Tomó después el camino de su casa; pero poco antes de llegar al pueblo se encontró con Nicolasillo, que llevaba delante de si un rebaño de vacas.

               – ¡Qué es lo que veo! -exclamó Nicolasón frotándose los ojos – ¿No te he ahogado?

               – Si tú me tiraste al rio hace una media hora.

               – Entonces ¿Cómo estás aquí, y de dónde te ha venido ese rebaño de vacas?

               – Son vacas marinas. Voy a contarte lo que me ha pasado, después de agradecerte que me hayas tirado al rio, porque ahora soy rico para siempre, como ves. Encerrado en el saco, temblaba de miedo; el viento me silbaba en los oídos cuando me echaste al agua fría. Llegué en seguida al fondo; pero sin hacerme daño pues hay en él una hierba larga y flexible. Cuando creía. que iba a ahogarme de un momento a otro, sentí que abrían el saco, y una preciosa señorita vestida de blanco con una corona de plantas y flores acuáticas en la cabeza, me cogió de la mano y me dijo: «¡Te esperaba, mi querido Nicolasillo! No tengas miedo, que a mi lado no te ahogarás. ¡Mira que precioso regalo voy a hacerte» y me enseñó este rebaño de vacas! Le di las gracias con mucha cortesía Y le besé la mano, rogándole que me enseñara el camino para volver a la tierra, lo cual hizo con mucha amabilidad. Has de saber ahora, Nicolasón en el fondo del mar hay hermosas ciudades, y que el rio no es más que un gran camino bordeado de corpulentos árboles, campos de verdura y perfumadas flores. Yo veía a los peces nadar alrededor de mi cabeza de modo que los pájaros vuelan por el aire, y en todos los valles pacía un ganado gordo y magnífico. No tardé en llegar con mi rebaño a un monte que conducía a la tierra, y aquí me tienes.

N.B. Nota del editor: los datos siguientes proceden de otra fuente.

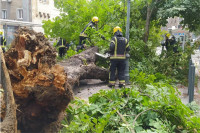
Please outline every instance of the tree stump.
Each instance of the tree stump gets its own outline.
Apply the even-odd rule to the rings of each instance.
[[[4,54],[17,105],[17,129],[22,133],[48,130],[73,99],[72,88],[81,79],[108,80],[108,70],[95,65],[97,47],[56,64],[56,50],[42,33],[19,29]],[[6,119],[6,117],[5,117]],[[13,123],[13,122],[11,122]],[[13,132],[15,132],[13,130]]]
[[[56,50],[42,33],[19,29],[5,53],[21,132],[44,132],[65,110],[73,92]]]
[[[97,60],[96,52],[98,52],[98,47],[91,47],[80,54],[59,63],[64,67],[68,83],[72,88],[75,84],[79,84],[79,81],[82,79],[108,80],[108,69],[95,65]]]

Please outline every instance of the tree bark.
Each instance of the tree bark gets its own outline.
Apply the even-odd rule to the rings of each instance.
[[[79,84],[81,79],[108,80],[109,71],[95,65],[96,52],[98,52],[98,47],[92,47],[71,57],[69,60],[59,63],[64,67],[68,83],[72,88],[75,84]]]
[[[18,129],[44,132],[64,111],[73,92],[56,50],[42,33],[19,29],[5,53],[6,65],[17,104]]]
[[[5,64],[3,51],[0,47],[0,60],[1,60],[1,88],[4,92],[4,100],[0,101],[1,108],[1,133],[17,133],[17,119],[16,119],[16,104],[13,96],[10,76]]]
[[[73,99],[73,86],[81,79],[108,80],[108,70],[95,65],[97,51],[92,47],[56,64],[56,50],[42,33],[19,29],[5,53],[18,130],[58,132],[59,127],[52,125]],[[52,130],[47,130],[50,126]]]

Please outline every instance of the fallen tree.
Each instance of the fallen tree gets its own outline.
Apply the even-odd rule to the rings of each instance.
[[[92,47],[56,64],[56,50],[42,33],[19,29],[5,53],[17,105],[17,129],[57,132],[59,126],[52,124],[57,124],[59,115],[73,99],[73,86],[81,79],[108,79],[108,71],[95,65],[97,51]]]

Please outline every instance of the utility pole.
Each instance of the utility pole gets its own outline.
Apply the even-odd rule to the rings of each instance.
[[[126,38],[129,41],[129,27],[130,27],[130,0],[127,1],[127,22],[126,22]],[[129,55],[126,56],[125,67],[125,82],[129,84]]]

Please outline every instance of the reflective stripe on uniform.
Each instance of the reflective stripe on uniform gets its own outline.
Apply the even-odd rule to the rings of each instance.
[[[109,84],[115,84],[115,81],[109,81]]]
[[[125,83],[125,80],[120,80],[119,83]]]

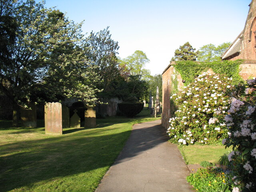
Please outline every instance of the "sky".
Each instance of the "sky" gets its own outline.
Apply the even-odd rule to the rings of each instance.
[[[40,1],[36,0],[37,2]],[[198,50],[233,42],[242,30],[251,0],[46,0],[88,35],[109,26],[124,58],[136,50],[150,60],[145,68],[162,74],[175,50],[189,42]]]

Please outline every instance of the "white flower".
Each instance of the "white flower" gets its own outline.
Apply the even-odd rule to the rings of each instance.
[[[255,107],[254,106],[249,106],[248,107],[248,109],[247,111],[245,113],[245,114],[246,115],[250,115],[252,113],[253,113],[255,110]]]
[[[232,122],[233,121],[233,118],[230,115],[226,115],[224,118],[226,122]]]
[[[242,128],[241,130],[241,134],[242,136],[249,136],[251,134],[251,130],[247,128]]]
[[[250,162],[249,161],[247,161],[244,165],[244,168],[246,170],[247,170],[249,172],[249,174],[252,173],[252,168],[250,164]]]
[[[256,158],[256,148],[253,149],[251,152],[251,155]]]
[[[256,140],[256,132],[251,134],[251,137],[252,138],[252,140]]]

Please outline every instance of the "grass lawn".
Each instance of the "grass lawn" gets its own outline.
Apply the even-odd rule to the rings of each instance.
[[[218,164],[220,156],[232,149],[225,148],[222,144],[182,146],[179,147],[187,164],[200,164],[203,161]]]
[[[0,191],[94,191],[132,125],[160,119],[150,111],[97,119],[96,128],[64,129],[62,135],[45,135],[43,126],[14,128],[0,121]]]

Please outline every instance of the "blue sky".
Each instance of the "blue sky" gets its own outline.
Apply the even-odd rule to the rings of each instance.
[[[36,0],[37,2],[40,1]],[[162,74],[176,49],[186,42],[198,50],[232,42],[243,30],[251,0],[46,0],[84,33],[109,26],[119,56],[145,52],[151,74]]]

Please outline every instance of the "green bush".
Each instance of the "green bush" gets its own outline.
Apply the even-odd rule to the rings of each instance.
[[[228,159],[233,166],[237,187],[243,192],[256,191],[256,80],[238,85],[231,96],[225,117],[229,135],[222,143],[234,150]]]
[[[197,191],[231,192],[234,187],[232,173],[220,168],[199,169],[186,180]]]
[[[206,168],[207,167],[212,167],[213,166],[213,164],[206,161],[203,161],[200,163],[200,165],[202,167]]]
[[[122,102],[118,104],[118,110],[128,117],[132,117],[139,113],[143,109],[143,102]]]
[[[232,86],[232,78],[220,74],[203,73],[194,82],[171,97],[178,106],[171,118],[167,133],[177,144],[216,143],[228,136],[222,119],[229,97],[225,92]]]

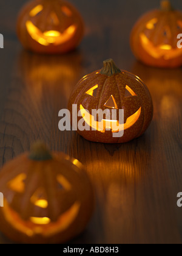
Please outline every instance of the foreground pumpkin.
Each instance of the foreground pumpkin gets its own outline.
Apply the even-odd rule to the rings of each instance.
[[[84,119],[89,126],[89,130],[78,129],[78,132],[92,141],[129,141],[145,132],[153,116],[152,101],[146,86],[137,76],[118,69],[112,59],[104,62],[101,70],[86,76],[78,82],[69,102],[69,110],[73,116],[75,104],[78,107],[78,123]],[[112,116],[114,109],[117,113],[115,120],[96,120],[90,115],[92,110],[102,110],[109,112]],[[124,124],[120,123],[120,110],[124,110]],[[113,130],[113,126],[118,127],[117,130]],[[113,136],[116,132],[122,131],[122,137]]]
[[[40,53],[64,53],[83,36],[79,13],[64,0],[33,0],[21,11],[18,36],[25,49]]]
[[[169,1],[162,1],[161,9],[143,16],[131,34],[131,47],[137,59],[161,68],[182,65],[182,48],[177,47],[182,33],[182,12],[172,9]]]
[[[64,243],[79,234],[92,213],[93,190],[82,165],[41,143],[2,168],[0,229],[26,243]]]

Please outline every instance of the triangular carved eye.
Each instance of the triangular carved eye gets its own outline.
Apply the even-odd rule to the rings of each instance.
[[[129,86],[126,85],[124,97],[127,98],[133,96],[136,96],[136,93]]]
[[[41,4],[36,6],[30,11],[29,13],[30,17],[35,17],[35,16],[38,15],[42,12],[43,9],[43,5]]]
[[[118,109],[118,106],[116,101],[113,98],[113,95],[111,95],[107,102],[105,103],[104,106],[107,107],[110,107],[111,108]]]
[[[44,190],[42,188],[39,188],[32,196],[30,201],[35,205],[46,209],[48,207],[48,202],[46,198]]]
[[[96,85],[94,87],[92,87],[90,90],[89,90],[89,91],[87,91],[86,93],[87,94],[92,96],[93,97],[96,97],[97,90],[98,85]]]
[[[62,6],[61,10],[66,16],[70,17],[72,15],[72,11],[67,6]]]
[[[146,28],[148,29],[155,29],[157,23],[158,19],[157,18],[154,18],[147,23]]]

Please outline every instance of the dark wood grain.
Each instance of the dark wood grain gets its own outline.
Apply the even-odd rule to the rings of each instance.
[[[159,1],[71,1],[82,13],[86,35],[79,48],[60,56],[24,51],[16,36],[18,10],[25,1],[0,4],[0,164],[41,139],[52,150],[81,161],[96,195],[87,230],[72,243],[181,243],[182,70],[159,69],[137,62],[130,31]],[[181,1],[174,5],[182,10]],[[151,126],[140,138],[121,145],[90,143],[58,130],[58,112],[83,76],[112,58],[140,76],[153,100]],[[0,243],[11,243],[0,235]]]

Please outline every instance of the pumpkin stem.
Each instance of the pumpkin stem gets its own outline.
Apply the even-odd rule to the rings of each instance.
[[[111,76],[114,74],[120,74],[121,73],[121,70],[117,68],[112,59],[104,60],[103,62],[104,66],[100,71],[100,74]]]
[[[169,12],[173,10],[170,1],[162,0],[161,1],[161,9],[164,12]]]
[[[34,161],[46,161],[52,159],[52,156],[45,144],[37,141],[31,147],[29,158]]]

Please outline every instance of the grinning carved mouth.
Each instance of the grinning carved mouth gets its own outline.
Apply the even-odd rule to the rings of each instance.
[[[141,115],[141,107],[132,116],[129,116],[125,124],[120,124],[117,120],[107,120],[103,119],[101,122],[95,121],[94,117],[90,115],[83,106],[80,105],[81,116],[85,122],[95,130],[101,132],[105,132],[106,130],[112,130],[112,132],[118,132],[132,127]]]
[[[62,214],[56,222],[51,222],[49,218],[30,217],[29,221],[24,221],[9,206],[4,200],[2,208],[4,218],[15,229],[32,236],[40,233],[45,237],[61,232],[67,229],[76,218],[80,209],[80,203],[76,202],[65,213]]]
[[[26,22],[26,27],[31,37],[45,46],[51,44],[59,45],[66,43],[72,38],[76,30],[76,25],[71,25],[63,33],[56,30],[42,32],[30,21]]]
[[[155,46],[147,36],[141,33],[140,41],[144,50],[155,59],[164,57],[165,60],[176,58],[182,54],[181,49],[173,49],[170,44],[161,44]]]

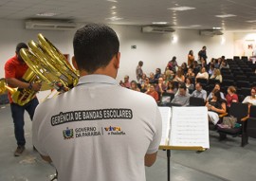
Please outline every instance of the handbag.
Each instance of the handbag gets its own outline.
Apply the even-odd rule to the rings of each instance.
[[[234,117],[224,117],[222,124],[228,128],[234,128],[237,122],[237,118]]]

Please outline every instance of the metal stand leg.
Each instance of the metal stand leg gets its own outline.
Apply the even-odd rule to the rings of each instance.
[[[171,158],[171,150],[167,150],[167,180],[171,181],[171,166],[170,166],[170,158]]]

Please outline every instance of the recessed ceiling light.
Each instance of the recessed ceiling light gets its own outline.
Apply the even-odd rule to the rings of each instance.
[[[218,30],[220,30],[221,27],[212,27],[212,29],[218,29]]]
[[[174,8],[170,8],[167,9],[169,9],[169,10],[192,10],[194,9],[195,8],[192,8],[192,7],[174,7]]]
[[[122,20],[123,18],[119,18],[117,16],[111,17],[111,18],[106,18],[106,20],[111,20],[111,21],[118,21],[118,20]]]
[[[152,22],[153,25],[166,25],[168,22]]]
[[[50,16],[56,16],[57,13],[55,12],[40,12],[36,14],[37,16],[45,16],[45,17],[50,17]]]
[[[191,27],[202,27],[201,25],[192,25],[192,26],[190,26]]]
[[[229,18],[229,17],[234,17],[236,15],[234,14],[221,14],[221,15],[215,15],[218,18]]]
[[[256,23],[256,20],[248,20],[247,23]]]

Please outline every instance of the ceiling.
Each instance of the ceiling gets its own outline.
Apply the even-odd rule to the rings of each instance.
[[[190,10],[168,9],[178,7]],[[39,13],[54,13],[42,17]],[[220,18],[215,15],[233,14]],[[255,0],[1,0],[0,19],[65,19],[77,23],[152,25],[175,28],[256,30]],[[109,19],[111,18],[111,19]]]

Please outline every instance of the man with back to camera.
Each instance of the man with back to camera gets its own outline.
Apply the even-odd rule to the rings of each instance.
[[[25,43],[19,43],[16,45],[16,55],[8,60],[5,64],[5,77],[8,85],[14,88],[18,87],[21,89],[39,91],[41,88],[40,83],[26,82],[22,79],[28,66],[26,64],[20,55],[21,48],[28,47]],[[35,108],[38,105],[38,100],[35,97],[29,102],[27,102],[24,106],[21,106],[13,102],[9,92],[8,93],[8,97],[10,103],[10,111],[14,123],[14,135],[18,145],[17,149],[14,152],[14,156],[19,156],[24,152],[26,144],[26,139],[24,136],[24,112],[26,110],[28,113],[30,119],[32,120]]]
[[[35,147],[60,181],[145,181],[161,138],[155,100],[117,82],[119,42],[109,27],[86,25],[73,45],[79,83],[38,106]]]

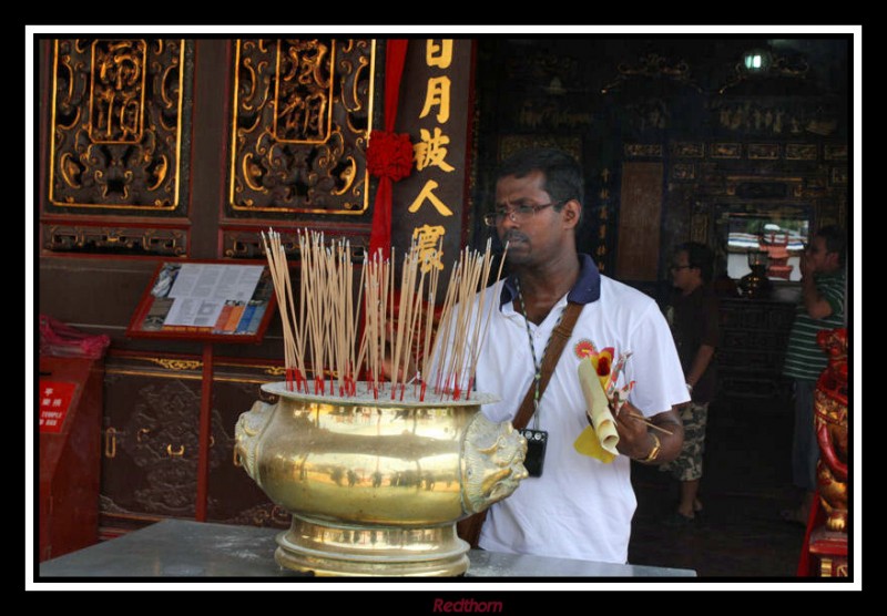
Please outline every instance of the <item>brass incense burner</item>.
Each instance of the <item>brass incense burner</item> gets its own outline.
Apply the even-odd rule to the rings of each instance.
[[[453,576],[469,566],[456,522],[509,496],[527,476],[526,440],[480,412],[493,399],[351,397],[263,386],[237,422],[249,476],[293,514],[276,562],[336,576]]]

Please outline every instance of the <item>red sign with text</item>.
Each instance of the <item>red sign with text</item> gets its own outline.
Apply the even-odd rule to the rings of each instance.
[[[40,400],[38,407],[40,432],[62,431],[64,418],[77,392],[77,383],[48,381],[40,379]]]

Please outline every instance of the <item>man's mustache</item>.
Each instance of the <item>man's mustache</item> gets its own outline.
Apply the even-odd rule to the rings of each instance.
[[[509,242],[527,242],[527,236],[517,229],[511,229],[501,237],[501,240],[503,245]]]

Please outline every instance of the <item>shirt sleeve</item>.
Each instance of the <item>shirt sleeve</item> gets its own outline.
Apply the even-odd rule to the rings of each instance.
[[[629,400],[646,417],[690,401],[674,338],[662,311],[651,302],[631,332],[625,376],[634,380]]]

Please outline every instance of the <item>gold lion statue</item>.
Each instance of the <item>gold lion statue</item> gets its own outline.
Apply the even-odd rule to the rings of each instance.
[[[816,381],[817,483],[829,531],[847,531],[847,330],[823,330],[816,342],[828,366]]]

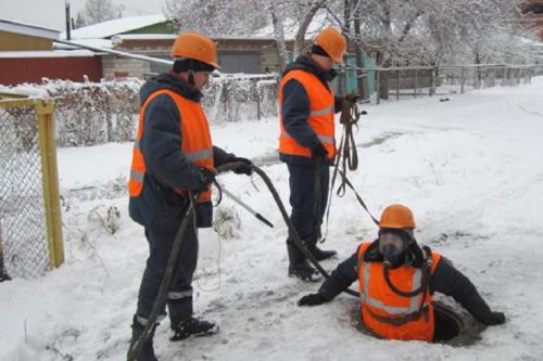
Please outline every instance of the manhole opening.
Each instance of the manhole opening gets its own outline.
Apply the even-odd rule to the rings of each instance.
[[[435,320],[432,343],[446,344],[455,347],[470,346],[480,339],[480,334],[487,328],[477,322],[467,311],[456,311],[440,301],[433,301]],[[376,337],[361,321],[359,304],[353,307],[353,325],[363,334]]]
[[[464,322],[454,311],[440,304],[433,305],[435,320],[433,343],[444,343],[459,336],[464,330]]]

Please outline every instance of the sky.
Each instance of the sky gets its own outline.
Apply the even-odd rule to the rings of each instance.
[[[0,0],[0,18],[64,30],[66,0]],[[87,0],[68,0],[72,17],[85,9]],[[162,13],[165,0],[112,0],[122,7],[124,16]]]

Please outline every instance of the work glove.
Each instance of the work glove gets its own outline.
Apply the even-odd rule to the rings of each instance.
[[[251,176],[253,173],[253,163],[248,158],[233,157],[228,160],[228,163],[241,163],[240,166],[238,166],[236,169],[232,169],[236,175]]]
[[[300,298],[300,300],[298,301],[298,306],[317,306],[323,305],[326,301],[328,300],[318,293],[308,294]]]
[[[311,156],[312,158],[321,158],[324,159],[328,155],[328,151],[326,147],[323,145],[323,143],[317,143],[314,147],[311,150]]]
[[[361,95],[358,95],[357,93],[349,93],[345,95],[345,101],[348,101],[349,103],[356,103],[361,100]]]
[[[205,167],[200,168],[200,183],[201,185],[195,190],[197,192],[205,192],[210,185],[215,180],[215,169],[209,169]]]
[[[482,323],[489,326],[495,326],[505,323],[505,314],[503,312],[490,312],[483,320]]]

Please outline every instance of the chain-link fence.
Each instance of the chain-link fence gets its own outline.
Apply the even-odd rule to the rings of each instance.
[[[352,67],[356,68],[356,67]],[[359,68],[358,68],[359,69]],[[543,65],[442,65],[426,67],[390,67],[365,69],[374,72],[375,103],[403,96],[446,95],[496,86],[514,87],[530,83],[543,73]]]
[[[0,274],[34,278],[63,261],[52,103],[0,101]]]

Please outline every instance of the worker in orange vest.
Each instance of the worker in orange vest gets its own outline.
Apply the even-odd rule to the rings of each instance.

               – ¡Qué suerte has tenido! -dijo Nicolasón. – ¿Crees que también tendría yo un rebaño de vacas si bajase al fondo del río?

               – ¡No hay duda! Y hasta es fácil que te dieran más que a mí. Yo no podré llevarte en saco hasta allí, porque pesas demasiado; pero si quieres ir, después de encerrarte en el saco yo te echaré de buena gana, porque no soy envidioso, y me gusta que los amigos hagan también su fortuna.

               – ¡Eres un buen chico, Nicolasillo! Pero te advierto que, si no vuelvo de la mar con un rebaño de vacas tan bueno por lo menos como el tuyo, te doy de garrotazos hasta dejarte muerto.

               – ¡No hay cuidado! – replicó Nicolasillo sonriendo; y se pusieron en camino.

En cuanto las vacas, que vieron el agua, escaparon a correr para beberla.

               – ¡Mira qué de prisa van! – dijo Nicolasillo – ¡Les falta tiempo para volver al fondo!

               – Ya hemos llegado. ¡Ayúdame! – contestó impaciente Nicolasón metiéndose en el saco. – Y para más seguridad añade una gran piedra para que llegue en seguida al fondo.

               – ¡No tengas cuidado – dijo Nicolasillo – que tú llegarás!

Pero pesar de esto, añadió una enorme piedra,

ató el saco y lo tiró al río.

Como fácilmente se comprende, Nicolasón se hundió para no volver a salir más.

¡Anda; ¡busca ahora a la señorita de las vacas, gran penco! – dijo Nicolasillo; y en seguida llevó su ganado hacia el pueblo y se volvió contento a su casa.